The fog of uncertainty that looms over the European and global economies are likely to slow the speed of the global recovery, managing director of the International Monetary Fund Christine Lagarde said.
Although she praised actions made by the European Central Bank, growth will still come at a very slow, incremental pace; Lagarde said:
“At the center of them we clearly see uncertainty — uncertainty about what policymakers can and will deliver on their promises.”
In July, the IMF predicted world growth just below four percent for 2013. A new forecast will be issued in a few weeks from the group’s economist. A few tenths of a percentage points are expected to be cut from the global growth prediction, NPRreports.
While speaking at the Peterson Institute for International Economics in Washington, D.C., Lagarde applauded Central bankers, who have played a crucial role, she said. The Central banks of the United States, Japan, and the European Union have in recent weeks announced new programs which will add hundreds of billions of dollars to their weakened economies.
Lagarde believes policy signals are being sent in the right direction:
“They point the way forward and they create an opportunity to build on what has already been done, an opportunity to make a decisive turn in the crisis.”

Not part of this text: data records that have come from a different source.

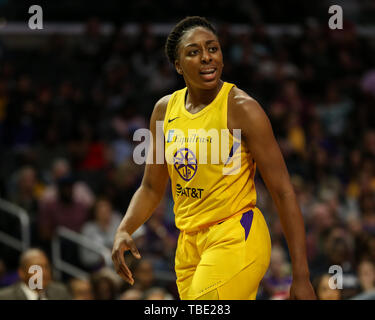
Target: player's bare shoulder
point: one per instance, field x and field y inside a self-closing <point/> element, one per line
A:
<point x="242" y="109"/>
<point x="160" y="108"/>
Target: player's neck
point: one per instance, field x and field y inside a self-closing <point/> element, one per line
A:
<point x="197" y="97"/>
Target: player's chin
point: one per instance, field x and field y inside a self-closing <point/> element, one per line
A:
<point x="209" y="84"/>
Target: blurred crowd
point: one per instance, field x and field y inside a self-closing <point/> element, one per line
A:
<point x="68" y="111"/>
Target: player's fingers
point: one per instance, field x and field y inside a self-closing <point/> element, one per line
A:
<point x="121" y="267"/>
<point x="134" y="249"/>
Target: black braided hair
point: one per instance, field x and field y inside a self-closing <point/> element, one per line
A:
<point x="178" y="31"/>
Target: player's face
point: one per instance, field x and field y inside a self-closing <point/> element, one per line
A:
<point x="200" y="59"/>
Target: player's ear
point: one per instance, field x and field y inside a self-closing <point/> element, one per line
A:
<point x="178" y="67"/>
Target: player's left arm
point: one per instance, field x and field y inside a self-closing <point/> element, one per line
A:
<point x="246" y="114"/>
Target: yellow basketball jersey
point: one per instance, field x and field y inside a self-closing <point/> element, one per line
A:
<point x="211" y="171"/>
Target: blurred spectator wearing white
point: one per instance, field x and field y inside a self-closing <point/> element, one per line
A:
<point x="81" y="191"/>
<point x="101" y="230"/>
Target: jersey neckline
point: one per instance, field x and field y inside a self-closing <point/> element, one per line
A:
<point x="206" y="108"/>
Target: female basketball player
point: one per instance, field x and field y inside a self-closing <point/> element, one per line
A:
<point x="224" y="246"/>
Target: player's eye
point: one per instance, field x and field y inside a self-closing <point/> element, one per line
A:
<point x="193" y="52"/>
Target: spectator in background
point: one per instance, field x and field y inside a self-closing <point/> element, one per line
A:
<point x="21" y="290"/>
<point x="81" y="191"/>
<point x="100" y="230"/>
<point x="366" y="276"/>
<point x="131" y="294"/>
<point x="334" y="111"/>
<point x="157" y="293"/>
<point x="277" y="282"/>
<point x="81" y="289"/>
<point x="7" y="277"/>
<point x="105" y="284"/>
<point x="323" y="290"/>
<point x="26" y="194"/>
<point x="63" y="211"/>
<point x="143" y="274"/>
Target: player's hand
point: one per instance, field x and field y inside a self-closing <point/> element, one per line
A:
<point x="123" y="242"/>
<point x="302" y="289"/>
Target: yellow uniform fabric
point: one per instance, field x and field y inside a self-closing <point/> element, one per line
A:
<point x="222" y="257"/>
<point x="223" y="237"/>
<point x="206" y="193"/>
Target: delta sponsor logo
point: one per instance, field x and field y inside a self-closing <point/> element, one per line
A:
<point x="188" y="192"/>
<point x="186" y="152"/>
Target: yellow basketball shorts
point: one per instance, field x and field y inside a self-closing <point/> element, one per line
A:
<point x="231" y="256"/>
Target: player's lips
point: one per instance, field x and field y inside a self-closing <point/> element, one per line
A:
<point x="208" y="73"/>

In particular, Lagarde focused on the Eurpoean Central Bank’s boundless bond buying program, which was announced earlier this month and projected to be a changing point in the euro crisis.
Borrowing costs are designed to be lower for countries like Italy and Spain. The announcement greatly helped to calm financial markets and greatly brought down borrowing costs.
A great source of anxiety is from the fiscal cliff where policy makers in the US have left questions about massive tax and spending on January 1 unanswered. Lagarde hopes clarity will come soon; otherwise, the consequences could be drastic and felt around the world.